Nazis are a different story. You invoke the word "Nazi" and you are invoking the human manifestation of Ultimate Evil. And not without cause, since we all know the many bad, bad things that the Nazis did and how those traits and techniques were then adopted and modified by the evil regimes that have followed. But there really aren't any shadings of the Nazi parallel. You connect someone or some party or some cause to Nazism, and you are hanging on them every blitzkreiged country, every camp and corpse of the Holocaust, every action driven by a desire for racial purity, every image of Hitler and stormtroopers and Stukas and ovens. They are simply too overwhelming an evil to ever be compared to anything except similar dictators and genocides.

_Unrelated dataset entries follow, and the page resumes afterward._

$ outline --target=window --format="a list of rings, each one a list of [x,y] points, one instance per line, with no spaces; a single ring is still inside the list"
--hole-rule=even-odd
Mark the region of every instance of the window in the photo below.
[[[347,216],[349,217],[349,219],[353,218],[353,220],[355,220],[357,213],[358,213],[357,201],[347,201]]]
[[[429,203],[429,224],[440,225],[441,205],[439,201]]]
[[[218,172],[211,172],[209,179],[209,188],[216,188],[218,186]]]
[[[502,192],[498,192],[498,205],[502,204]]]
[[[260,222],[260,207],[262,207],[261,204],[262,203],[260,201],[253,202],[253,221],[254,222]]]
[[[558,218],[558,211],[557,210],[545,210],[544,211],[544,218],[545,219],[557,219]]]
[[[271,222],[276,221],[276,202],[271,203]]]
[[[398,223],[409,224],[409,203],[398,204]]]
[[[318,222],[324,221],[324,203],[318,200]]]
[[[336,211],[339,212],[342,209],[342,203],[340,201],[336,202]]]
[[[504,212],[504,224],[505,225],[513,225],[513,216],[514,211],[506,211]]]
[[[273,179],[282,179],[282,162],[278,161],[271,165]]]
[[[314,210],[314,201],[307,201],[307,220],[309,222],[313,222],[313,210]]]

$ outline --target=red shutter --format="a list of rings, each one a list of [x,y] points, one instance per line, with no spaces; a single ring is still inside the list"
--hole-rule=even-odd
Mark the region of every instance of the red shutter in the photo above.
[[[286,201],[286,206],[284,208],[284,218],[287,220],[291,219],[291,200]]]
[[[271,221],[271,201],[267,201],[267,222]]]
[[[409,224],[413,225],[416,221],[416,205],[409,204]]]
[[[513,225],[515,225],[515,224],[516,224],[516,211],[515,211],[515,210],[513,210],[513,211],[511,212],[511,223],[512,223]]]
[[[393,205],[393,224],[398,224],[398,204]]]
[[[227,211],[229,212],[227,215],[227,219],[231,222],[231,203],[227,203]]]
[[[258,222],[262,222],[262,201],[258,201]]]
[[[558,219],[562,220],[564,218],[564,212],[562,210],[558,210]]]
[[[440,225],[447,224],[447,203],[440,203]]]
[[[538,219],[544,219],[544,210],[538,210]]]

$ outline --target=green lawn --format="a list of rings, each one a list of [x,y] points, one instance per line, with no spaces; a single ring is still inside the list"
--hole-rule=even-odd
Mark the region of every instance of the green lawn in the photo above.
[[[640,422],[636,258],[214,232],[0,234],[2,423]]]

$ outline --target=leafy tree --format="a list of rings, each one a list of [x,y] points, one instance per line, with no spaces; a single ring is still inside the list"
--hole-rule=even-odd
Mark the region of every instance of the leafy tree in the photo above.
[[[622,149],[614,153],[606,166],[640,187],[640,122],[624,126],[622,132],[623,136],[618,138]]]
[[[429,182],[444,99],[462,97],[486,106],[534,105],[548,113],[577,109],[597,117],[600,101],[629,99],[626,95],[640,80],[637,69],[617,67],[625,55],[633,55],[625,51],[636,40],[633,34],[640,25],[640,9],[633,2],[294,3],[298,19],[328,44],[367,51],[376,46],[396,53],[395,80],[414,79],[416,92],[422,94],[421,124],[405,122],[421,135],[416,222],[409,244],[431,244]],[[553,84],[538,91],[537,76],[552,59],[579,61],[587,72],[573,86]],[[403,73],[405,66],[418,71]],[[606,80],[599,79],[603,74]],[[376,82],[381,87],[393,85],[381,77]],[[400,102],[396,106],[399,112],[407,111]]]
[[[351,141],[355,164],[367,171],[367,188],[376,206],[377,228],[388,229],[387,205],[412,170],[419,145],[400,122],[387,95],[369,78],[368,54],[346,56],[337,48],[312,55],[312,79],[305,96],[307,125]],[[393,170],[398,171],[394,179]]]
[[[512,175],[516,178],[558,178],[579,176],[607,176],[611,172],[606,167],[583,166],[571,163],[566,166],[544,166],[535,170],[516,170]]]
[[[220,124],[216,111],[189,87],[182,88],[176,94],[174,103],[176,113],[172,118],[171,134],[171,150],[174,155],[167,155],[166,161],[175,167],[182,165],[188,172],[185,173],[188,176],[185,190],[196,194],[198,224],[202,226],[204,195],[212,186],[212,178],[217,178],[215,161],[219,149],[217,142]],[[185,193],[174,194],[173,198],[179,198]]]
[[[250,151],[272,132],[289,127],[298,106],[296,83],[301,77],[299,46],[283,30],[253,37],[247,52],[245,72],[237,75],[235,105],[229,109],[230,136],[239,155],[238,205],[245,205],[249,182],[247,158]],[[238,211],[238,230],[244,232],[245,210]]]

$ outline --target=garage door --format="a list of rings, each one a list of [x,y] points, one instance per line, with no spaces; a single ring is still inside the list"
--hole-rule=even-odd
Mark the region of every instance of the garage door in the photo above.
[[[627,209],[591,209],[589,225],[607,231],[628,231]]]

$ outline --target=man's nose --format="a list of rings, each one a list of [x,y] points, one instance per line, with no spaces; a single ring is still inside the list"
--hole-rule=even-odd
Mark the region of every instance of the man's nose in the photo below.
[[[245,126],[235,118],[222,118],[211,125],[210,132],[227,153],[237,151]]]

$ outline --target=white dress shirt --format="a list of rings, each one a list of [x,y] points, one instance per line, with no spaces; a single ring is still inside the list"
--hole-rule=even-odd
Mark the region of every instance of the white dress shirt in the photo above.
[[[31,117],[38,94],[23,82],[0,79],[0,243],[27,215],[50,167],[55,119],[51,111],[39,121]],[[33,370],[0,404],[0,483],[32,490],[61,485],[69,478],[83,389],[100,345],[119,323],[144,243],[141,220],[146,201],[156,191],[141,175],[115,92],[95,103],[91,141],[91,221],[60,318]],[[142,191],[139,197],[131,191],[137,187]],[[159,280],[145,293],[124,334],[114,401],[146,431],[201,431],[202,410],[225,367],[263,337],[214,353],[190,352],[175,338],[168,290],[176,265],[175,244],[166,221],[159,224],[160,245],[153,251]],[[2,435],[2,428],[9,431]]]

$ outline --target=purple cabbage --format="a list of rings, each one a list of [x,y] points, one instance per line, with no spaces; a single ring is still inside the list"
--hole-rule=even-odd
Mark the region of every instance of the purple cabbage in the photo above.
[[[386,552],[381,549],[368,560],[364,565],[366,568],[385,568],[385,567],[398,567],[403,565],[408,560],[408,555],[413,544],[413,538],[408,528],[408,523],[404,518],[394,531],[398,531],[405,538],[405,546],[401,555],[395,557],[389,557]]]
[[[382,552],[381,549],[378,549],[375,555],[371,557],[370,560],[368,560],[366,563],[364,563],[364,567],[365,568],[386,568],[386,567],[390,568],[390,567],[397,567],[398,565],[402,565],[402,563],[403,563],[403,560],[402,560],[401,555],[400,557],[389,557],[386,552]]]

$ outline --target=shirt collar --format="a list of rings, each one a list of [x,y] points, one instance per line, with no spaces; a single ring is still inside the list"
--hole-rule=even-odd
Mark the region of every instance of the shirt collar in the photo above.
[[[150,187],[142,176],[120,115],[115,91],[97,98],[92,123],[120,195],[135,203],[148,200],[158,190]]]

And, yes, there continue to be many things wrong in this country and this world. And there are people and political parties who may do things that strike you as not in the best interests of you, your country, poor people, immigrants. There are people who act based on racial prejudice. There are people who are indifferent to the suffering of others, who may do things that add to that suffering. There are people who are masters at spinning the news, the situation, the congressional bill so that it works to their advantage. There are presidents and preachers, governors and gun lobbyists who have repeated the same lies over and over again until they have begun to take on a facade of truth. But to invoke a comparison to the Nazis just doesn't work.

I'm thinking, of course, of the most recent example: Rep. Steve Cohen (D) of Tennesse invokes the practices of Nazi chief propagandist Joseph Goebbels in his characterizations of House Republicans concerning the Health Care bill, particularly the use of the lie that is repeated enough that it becomes truth. Now, I've read the expanded comments of Mr. Cohen. It's not vitriol; it's not soundbytes for the networks. Here's what he said:

"They don't like the truth so they summarily dismiss it," he said. "They say it's a government takeover of healthcare. A big lie just like Goebbels. You say it enough and you repeat the lie, repeat the lie, repeat the lie until eventually people believe it. Like blood libel, that's the same kind of thing. The Germans said enough about the Jews and people believed it, and you have the Holocaust," he added. "You tell a lie over and over again."

Almost no one was there in the chambers when he was talking. But, oh, it got picked up by the media, all right. "Say What? Democrat Compares Republicans to Nazis," says ABC News. And there are so many variations of that out there now as well.

Whatever salient points Mr. Cohen thought he was making, he ended up subverting those with the use of the Nazi simile. The thoughtful insight overwhelmed by the soundbyte. And that's why it can't work. You can't go Holocaust when it isn't the Holocaust. You can't go Hitler just because someone is a domineering, race-or-ethnicity baiting idiot. You can't go Goebbels just because someone is propogating a colossal lie over and over again.

And you don't need to. Try this on for size: "The Bush Administration wanted war and didn't like the truth so they summarily dismissed it," he said. "They said Saddam Hussein was responsible for 9/11.. A big lie. You say it enough and you repeat the lie, repeat the lie, repeat the lie until eventually people believe it. Bush and his cronies said enough about Hussein and 9/11 and people believed it, and you have the Iraqi War," he added. "You tell a lie over and over again."

See? Safe rhetoric. Close to home. And no one can argue with it. The Nazis have enough crimes of their own, so many as to be overwhelming as a comparison to almost anything. Let's leave them dead and not keep dragging them up in words to walk the earth again.

I'm not asking you contentious politicians to be politically-correct; I'm asking you to be rhetorically-smart. Then we might start to get somewhere.